Before starting to write a personal statement, give answers to some questions. Here below you’ll see some useful things to do before sending out an application to a college.
- Ask yourself, which part of your life correlates with your interest in the reviewed field. Think about difficulties related to this studying program and mentors who have had an impact on your personality and its development.
- Create a list of things that stand you out from all other applicants. It can be family, health, achievements, special projects or anything that makes you different.
- Describe your career goals in details. The program should help you realize your ambitions.
- Write about projects you completed, whether they were linked to usual job activities or studying. Projects should be related to the chosen program as well. Let the committee understand that you’ve got enough skills and experience to become successful with their program.
Part 2: A Draft
Devote 5-10 minutes of time to write about yourself and your reasons to apply to the certain college in a free form. Committee officials often have to read many similar personal statements. Don’t repeat things you’ve heard or read previously.
- A writing in a free form will let you get a bit deeper into your thoughts. It will free your mind from “templated” thoughts and allow you to write about your real goals and your interest later.
- If you’ll mention that you’ve been dreaming about studying in that particular college since being a child, that won’t be something original.

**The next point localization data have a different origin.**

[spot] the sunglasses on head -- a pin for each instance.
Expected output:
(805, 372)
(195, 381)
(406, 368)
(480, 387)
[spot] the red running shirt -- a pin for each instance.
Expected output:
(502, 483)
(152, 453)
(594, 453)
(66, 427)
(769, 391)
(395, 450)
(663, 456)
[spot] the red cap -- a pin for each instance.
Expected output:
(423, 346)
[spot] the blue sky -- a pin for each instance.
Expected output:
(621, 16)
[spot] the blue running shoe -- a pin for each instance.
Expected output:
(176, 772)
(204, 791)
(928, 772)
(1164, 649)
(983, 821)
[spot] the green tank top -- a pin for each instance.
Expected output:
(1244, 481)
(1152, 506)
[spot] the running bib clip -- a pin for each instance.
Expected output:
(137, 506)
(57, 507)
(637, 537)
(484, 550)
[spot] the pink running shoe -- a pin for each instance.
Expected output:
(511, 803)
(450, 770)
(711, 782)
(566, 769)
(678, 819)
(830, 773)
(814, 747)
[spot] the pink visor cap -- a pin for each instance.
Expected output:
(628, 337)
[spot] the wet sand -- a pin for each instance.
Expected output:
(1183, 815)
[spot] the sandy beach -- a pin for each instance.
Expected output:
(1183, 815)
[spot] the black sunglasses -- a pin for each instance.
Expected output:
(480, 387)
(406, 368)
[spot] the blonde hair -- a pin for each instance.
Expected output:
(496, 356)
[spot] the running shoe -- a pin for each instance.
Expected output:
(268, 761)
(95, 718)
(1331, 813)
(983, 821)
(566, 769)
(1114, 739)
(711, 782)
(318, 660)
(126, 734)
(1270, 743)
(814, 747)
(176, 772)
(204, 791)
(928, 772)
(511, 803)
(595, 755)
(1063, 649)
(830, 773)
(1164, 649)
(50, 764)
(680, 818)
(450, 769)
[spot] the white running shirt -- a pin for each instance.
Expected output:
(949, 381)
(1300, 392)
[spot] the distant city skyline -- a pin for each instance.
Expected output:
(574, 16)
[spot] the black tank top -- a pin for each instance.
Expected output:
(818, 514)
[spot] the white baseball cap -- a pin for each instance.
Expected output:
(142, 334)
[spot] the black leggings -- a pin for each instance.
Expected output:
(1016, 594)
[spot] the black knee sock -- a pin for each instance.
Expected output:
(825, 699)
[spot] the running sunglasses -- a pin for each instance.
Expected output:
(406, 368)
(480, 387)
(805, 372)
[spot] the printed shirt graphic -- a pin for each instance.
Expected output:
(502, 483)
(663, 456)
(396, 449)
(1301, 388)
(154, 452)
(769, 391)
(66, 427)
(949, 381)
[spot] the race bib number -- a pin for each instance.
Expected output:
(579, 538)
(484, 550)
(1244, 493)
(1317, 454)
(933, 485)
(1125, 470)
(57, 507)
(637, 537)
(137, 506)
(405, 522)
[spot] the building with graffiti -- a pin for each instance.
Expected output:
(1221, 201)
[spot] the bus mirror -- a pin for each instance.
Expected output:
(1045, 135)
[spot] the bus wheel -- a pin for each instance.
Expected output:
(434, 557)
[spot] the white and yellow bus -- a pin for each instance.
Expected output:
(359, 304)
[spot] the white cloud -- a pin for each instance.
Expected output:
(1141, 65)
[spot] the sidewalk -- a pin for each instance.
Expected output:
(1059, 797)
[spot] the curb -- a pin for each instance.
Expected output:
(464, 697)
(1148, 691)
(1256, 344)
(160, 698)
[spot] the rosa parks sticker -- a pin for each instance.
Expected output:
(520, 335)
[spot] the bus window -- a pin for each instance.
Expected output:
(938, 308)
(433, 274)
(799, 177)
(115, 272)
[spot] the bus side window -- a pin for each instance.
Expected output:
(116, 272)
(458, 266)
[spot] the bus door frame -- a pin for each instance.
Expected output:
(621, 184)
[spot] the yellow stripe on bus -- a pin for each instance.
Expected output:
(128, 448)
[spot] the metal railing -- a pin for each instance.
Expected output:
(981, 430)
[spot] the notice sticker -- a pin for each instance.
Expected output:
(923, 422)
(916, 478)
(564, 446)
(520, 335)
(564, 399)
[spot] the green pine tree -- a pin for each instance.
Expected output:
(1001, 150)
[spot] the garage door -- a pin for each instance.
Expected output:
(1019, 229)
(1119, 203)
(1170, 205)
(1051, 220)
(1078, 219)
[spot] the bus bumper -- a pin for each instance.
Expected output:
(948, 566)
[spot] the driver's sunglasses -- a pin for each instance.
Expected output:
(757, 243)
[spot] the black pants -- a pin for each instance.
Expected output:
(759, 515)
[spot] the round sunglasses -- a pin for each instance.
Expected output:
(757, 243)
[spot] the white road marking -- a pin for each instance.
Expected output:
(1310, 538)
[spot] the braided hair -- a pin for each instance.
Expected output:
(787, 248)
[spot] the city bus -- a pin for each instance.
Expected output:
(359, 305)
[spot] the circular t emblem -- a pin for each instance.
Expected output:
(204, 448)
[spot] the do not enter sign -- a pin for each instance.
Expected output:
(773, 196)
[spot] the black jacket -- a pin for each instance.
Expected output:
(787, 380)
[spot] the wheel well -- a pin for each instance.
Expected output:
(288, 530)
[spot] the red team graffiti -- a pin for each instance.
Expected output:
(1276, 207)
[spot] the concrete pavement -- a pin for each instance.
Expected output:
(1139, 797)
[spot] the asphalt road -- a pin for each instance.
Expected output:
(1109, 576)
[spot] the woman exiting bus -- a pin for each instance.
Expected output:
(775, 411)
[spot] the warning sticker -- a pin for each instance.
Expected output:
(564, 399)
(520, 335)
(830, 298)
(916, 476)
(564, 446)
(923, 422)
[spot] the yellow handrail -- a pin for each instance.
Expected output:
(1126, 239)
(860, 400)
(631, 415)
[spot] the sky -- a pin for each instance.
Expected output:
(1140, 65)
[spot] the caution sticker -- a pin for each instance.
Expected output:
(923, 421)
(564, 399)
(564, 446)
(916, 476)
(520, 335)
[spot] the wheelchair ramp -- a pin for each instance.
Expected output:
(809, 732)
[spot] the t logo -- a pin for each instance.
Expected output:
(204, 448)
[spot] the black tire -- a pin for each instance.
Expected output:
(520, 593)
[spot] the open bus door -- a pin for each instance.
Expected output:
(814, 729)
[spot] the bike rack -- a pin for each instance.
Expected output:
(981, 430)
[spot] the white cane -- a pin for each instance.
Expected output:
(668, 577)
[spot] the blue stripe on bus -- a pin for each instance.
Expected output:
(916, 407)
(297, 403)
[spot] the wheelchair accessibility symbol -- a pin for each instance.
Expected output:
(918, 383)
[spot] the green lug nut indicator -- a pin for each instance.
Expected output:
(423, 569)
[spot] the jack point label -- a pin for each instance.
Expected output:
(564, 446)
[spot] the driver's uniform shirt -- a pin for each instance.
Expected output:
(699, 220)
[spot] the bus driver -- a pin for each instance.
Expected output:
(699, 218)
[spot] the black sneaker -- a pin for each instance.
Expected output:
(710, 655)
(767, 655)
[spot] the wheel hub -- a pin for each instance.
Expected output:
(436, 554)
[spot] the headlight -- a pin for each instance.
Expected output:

If things you are going to write in a personal statement can be written by anyone, your motivation won’t be interesting and convincing for committee members.
Part 3: Correction
Shape your personal statement for a college as a story. Take your draft and rewrite it as if you had to write a story about your private and student life.
- First two sentences of your personal statement should reflect your interest in the certain college program.
- After the introductory part, you need to give some grounding arguments for your interest and describe why exactly you fit the chosen program perfectly. Include the information about your qualification, experience, and goals into this part of your personal statement. Here it is good to mention your researches conducted while studying at high school, which were similar to the topic of the chosen college program.
- Add some documents that confirm your experience and qualification. It is not enough just to tell the committee that you have a great experience in the particular field. It will be more convincing to show some evidence like rewards, achievement diplomas, and grades.
- If your biography has blind spots, give them the ground, don’t skip these facts.
Check if your personal statement answers the questions the committee members are asking for. For some colleges, general answers will be enough while there are applications that require very specialized and precise answers.
- Be advised, you should write a separate personal statement for every college. Add all attachments as a CV to your application to make it look more interesting and different from other ones.
Exclude from your personal statement any facts that won’t be interesting for the application committee. Write about yourself only things that matter for the college and the studying program you chose. So, cut everything unnecessary out with no mercy.
Check if the information written in a personal statement is not repeated. Add something that can influence the officials’ decision instead of repeated answers.
Part 4: Final Check
Read your personal statement aloud to check if it contains unsuitable words and phrases.
Check your spelling, grammar and punctuation mistakes. They are frequently made in application forms and become reasons to deny it. Don’t rely on the MS Word spelling checker only.
Ask your friends to check your application’s text and grammar. Correct it if necessary.
Ask any colleague or friend who knows the program to read your personal statement and to recommend something to add or correct about it.